Bisa saja dunia pilihan Tuhan sebagai tempat kontemplasi, perenungan akan jatidiri manusia itu sendiri. Mungkin saja surga, dengan segala kemudahan dan kenikmatannya menjadikan manusia tidak sempat merenungkan siapa dirinya, untuk apa dia diadakan, mengapa harus surga sebagai tempat mulanya? Yang bisa saja diakhir perjalanan perannya manusia tidak akan kembali ke surga? Dunia prototype kecil surga dan neraka, pasalnya di dunia inilah ada suka dan lara, ada tawa dan duka. Banyak tantangan hidup di jagat “dunia” ini, yang kesemuanya perlu dijalani dengan segenap potensinya manusia, yakni akal.

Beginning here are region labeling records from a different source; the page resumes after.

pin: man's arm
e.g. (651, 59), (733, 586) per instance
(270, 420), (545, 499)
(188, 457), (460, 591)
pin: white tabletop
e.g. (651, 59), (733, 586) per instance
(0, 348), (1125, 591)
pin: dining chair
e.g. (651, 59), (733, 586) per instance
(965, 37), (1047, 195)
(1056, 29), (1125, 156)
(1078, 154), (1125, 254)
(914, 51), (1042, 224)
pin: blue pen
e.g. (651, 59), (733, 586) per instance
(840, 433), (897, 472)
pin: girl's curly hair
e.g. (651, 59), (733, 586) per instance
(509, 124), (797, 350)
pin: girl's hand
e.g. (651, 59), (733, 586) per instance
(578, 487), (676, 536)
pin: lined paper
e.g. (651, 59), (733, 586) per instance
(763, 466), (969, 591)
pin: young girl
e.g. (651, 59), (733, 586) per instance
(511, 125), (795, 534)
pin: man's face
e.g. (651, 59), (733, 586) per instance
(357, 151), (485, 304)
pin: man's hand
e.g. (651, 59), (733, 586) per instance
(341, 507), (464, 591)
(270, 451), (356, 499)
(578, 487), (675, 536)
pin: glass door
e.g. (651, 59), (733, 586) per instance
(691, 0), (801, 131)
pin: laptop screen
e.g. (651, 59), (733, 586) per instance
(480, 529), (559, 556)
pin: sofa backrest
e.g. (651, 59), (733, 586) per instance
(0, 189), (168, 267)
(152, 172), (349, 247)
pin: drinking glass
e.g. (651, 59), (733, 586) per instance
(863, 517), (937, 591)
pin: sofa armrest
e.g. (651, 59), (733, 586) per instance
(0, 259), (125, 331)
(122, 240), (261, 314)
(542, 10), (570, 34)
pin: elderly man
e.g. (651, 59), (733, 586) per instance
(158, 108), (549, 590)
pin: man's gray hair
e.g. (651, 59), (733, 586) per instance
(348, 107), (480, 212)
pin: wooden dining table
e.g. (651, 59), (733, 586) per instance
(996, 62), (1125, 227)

Lantas, sejauh mana pencarian jati diri manusia itu ditemukan? Jika dihitung sejak pasangan manusia pertama (Adam dan Hawa) turun kedunia hingga kemajuan seperti saat ini, sudahkah ada kesimpulan tentang siapa manusia itu? Manusia itu merupakan homo homunis lupus, makhluk yang suka memangsa manusia lainnya. Ah, kok seperti binatang saja memangsa? Bukankah manusia itu bukan binatang? Manusia itu makhluk yang suka berkoloni, berpolitik dan ba bi bu lainnya. Sepertinya sekelompok binatang juga ada kok yang berperilaku demikian? Lantas, siapa manusia itu? Punyakah dia jatidiri sebagai manusia yang utuh tanpa mewakilkan kesimpulan di luar dirinya? Jangan-jangan manusia memang tak memiliki definisi tunggal?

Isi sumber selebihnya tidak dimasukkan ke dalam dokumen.